Subtopic Deep Dive

Information Retrieval in E-Commerce
Research Guide

What is Information Retrieval in E-Commerce?

Information Retrieval in E-Commerce applies search techniques like clustering, text analytics, and vector space models to enhance product discovery and user targeting on online platforms.

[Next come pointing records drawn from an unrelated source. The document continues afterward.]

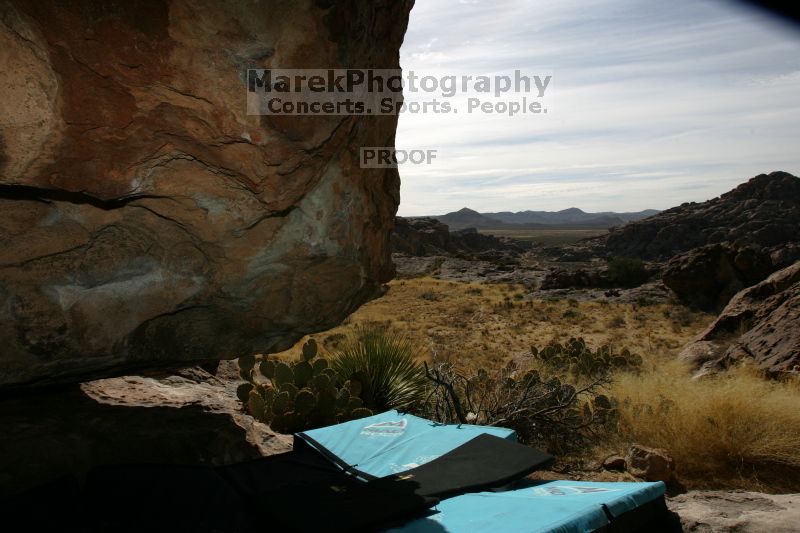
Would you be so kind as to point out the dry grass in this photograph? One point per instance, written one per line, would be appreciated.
(489, 324)
(735, 430)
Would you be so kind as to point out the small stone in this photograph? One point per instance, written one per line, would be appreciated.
(615, 462)
(650, 464)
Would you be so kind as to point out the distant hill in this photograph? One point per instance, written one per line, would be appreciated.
(572, 218)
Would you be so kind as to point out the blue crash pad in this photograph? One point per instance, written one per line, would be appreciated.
(392, 442)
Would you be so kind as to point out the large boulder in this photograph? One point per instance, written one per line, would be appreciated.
(707, 277)
(761, 323)
(763, 213)
(145, 219)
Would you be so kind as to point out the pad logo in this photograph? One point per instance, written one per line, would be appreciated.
(569, 490)
(391, 428)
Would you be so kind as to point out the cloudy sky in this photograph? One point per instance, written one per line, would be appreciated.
(651, 103)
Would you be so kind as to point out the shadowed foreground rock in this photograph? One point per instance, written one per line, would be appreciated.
(761, 323)
(193, 418)
(707, 277)
(145, 220)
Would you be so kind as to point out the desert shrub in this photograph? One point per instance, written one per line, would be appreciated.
(616, 322)
(626, 272)
(544, 411)
(724, 430)
(383, 360)
(303, 395)
(575, 357)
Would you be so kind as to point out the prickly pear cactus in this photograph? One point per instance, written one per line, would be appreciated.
(579, 360)
(294, 397)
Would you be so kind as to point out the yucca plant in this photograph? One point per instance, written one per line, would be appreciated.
(382, 360)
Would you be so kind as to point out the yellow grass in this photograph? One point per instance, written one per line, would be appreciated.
(733, 430)
(738, 430)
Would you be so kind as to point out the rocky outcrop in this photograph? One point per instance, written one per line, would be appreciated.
(760, 323)
(420, 237)
(145, 220)
(563, 278)
(191, 418)
(427, 236)
(739, 512)
(709, 276)
(763, 213)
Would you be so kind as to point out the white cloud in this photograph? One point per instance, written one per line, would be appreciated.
(653, 104)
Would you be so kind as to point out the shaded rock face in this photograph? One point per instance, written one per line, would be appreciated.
(192, 418)
(147, 221)
(761, 323)
(650, 464)
(709, 276)
(427, 236)
(763, 213)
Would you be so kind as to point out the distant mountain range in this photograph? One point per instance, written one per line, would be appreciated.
(572, 218)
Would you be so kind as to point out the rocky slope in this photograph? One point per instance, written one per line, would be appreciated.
(707, 277)
(763, 213)
(761, 323)
(145, 220)
(428, 236)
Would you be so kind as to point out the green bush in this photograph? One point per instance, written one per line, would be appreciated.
(626, 272)
(383, 360)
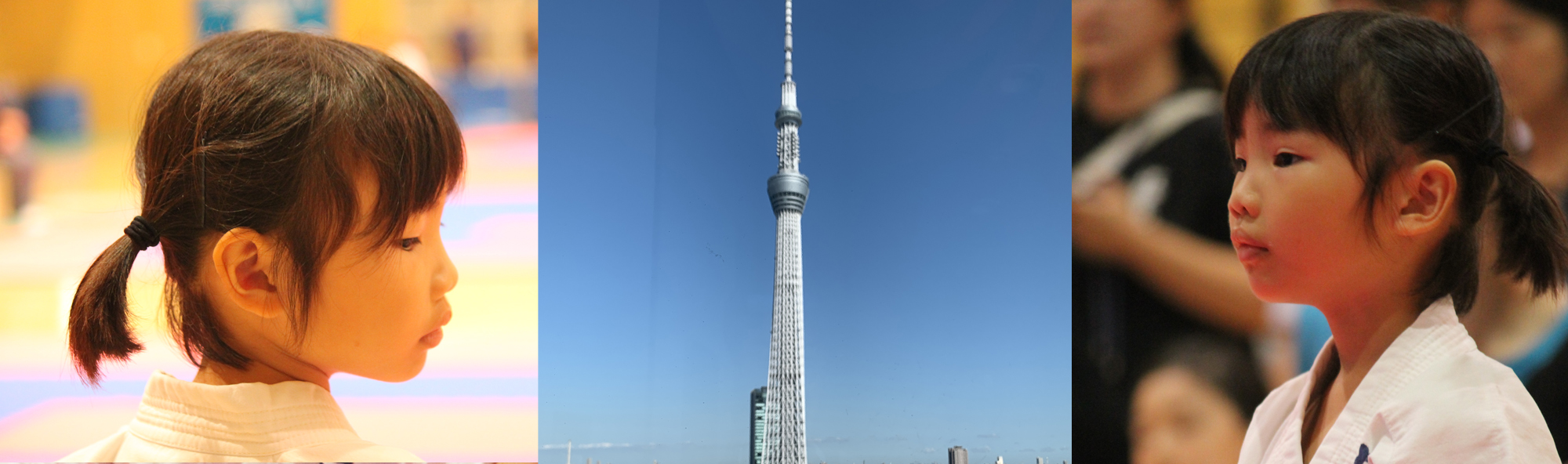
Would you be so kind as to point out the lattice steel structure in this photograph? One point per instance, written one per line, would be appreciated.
(788, 190)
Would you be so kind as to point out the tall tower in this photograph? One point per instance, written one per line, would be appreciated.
(786, 396)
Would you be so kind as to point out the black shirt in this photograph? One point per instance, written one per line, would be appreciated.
(1119, 325)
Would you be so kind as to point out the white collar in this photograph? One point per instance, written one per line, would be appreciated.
(239, 421)
(1436, 335)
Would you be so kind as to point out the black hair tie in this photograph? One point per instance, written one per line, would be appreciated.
(1492, 151)
(142, 234)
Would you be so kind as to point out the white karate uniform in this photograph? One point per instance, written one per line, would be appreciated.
(1432, 397)
(187, 422)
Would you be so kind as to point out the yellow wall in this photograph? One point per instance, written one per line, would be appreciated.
(115, 51)
(1230, 27)
(112, 49)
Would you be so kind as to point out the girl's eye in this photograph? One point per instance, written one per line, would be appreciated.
(408, 244)
(1287, 159)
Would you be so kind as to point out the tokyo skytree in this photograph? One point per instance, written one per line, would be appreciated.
(786, 396)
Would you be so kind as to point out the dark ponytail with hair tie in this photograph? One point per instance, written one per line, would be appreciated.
(100, 313)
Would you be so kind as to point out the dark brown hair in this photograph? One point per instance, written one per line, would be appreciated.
(267, 131)
(1379, 82)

This subtopic covers methods such as K-means clustering for user characteristics (Habibi and Cahyo, 2019, 24 citations) and weighted inverse document frequency for search engines (Pratama et al., 2020, 15 citations). Researchers use datasets from social media and e-commerce sites to evaluate relevance. Over 10 papers from 2017-2022 address these techniques with citation counts up to 27.

14
Curated Papers
3
Key Challenges

Why It Matters

These methods improve product recommendations on platforms like Instagram, where 70% of users search for products (Habibi and Cahyo, 2019). Clustering user traits via hashtags boosts targeted advertising (Habibi and Cahyo, 2019), while stemming and vector models enhance query matching in niche searches like hadith databases adaptable to e-commerce (Ibrahim, 2014; Pratama et al., 2020). In trillion-dollar markets, better retrieval lifts conversion rates by refining relevance metrics.

Key Research Challenges

Sparse E-Commerce Queries

Short user queries on shopping platforms lack context, reducing retrieval accuracy (Anistya and Setiawan, 2021). Feature expansion with GloVe helps but struggles with domain-specific terms. Evaluation on real shopping data shows NDCG gaps.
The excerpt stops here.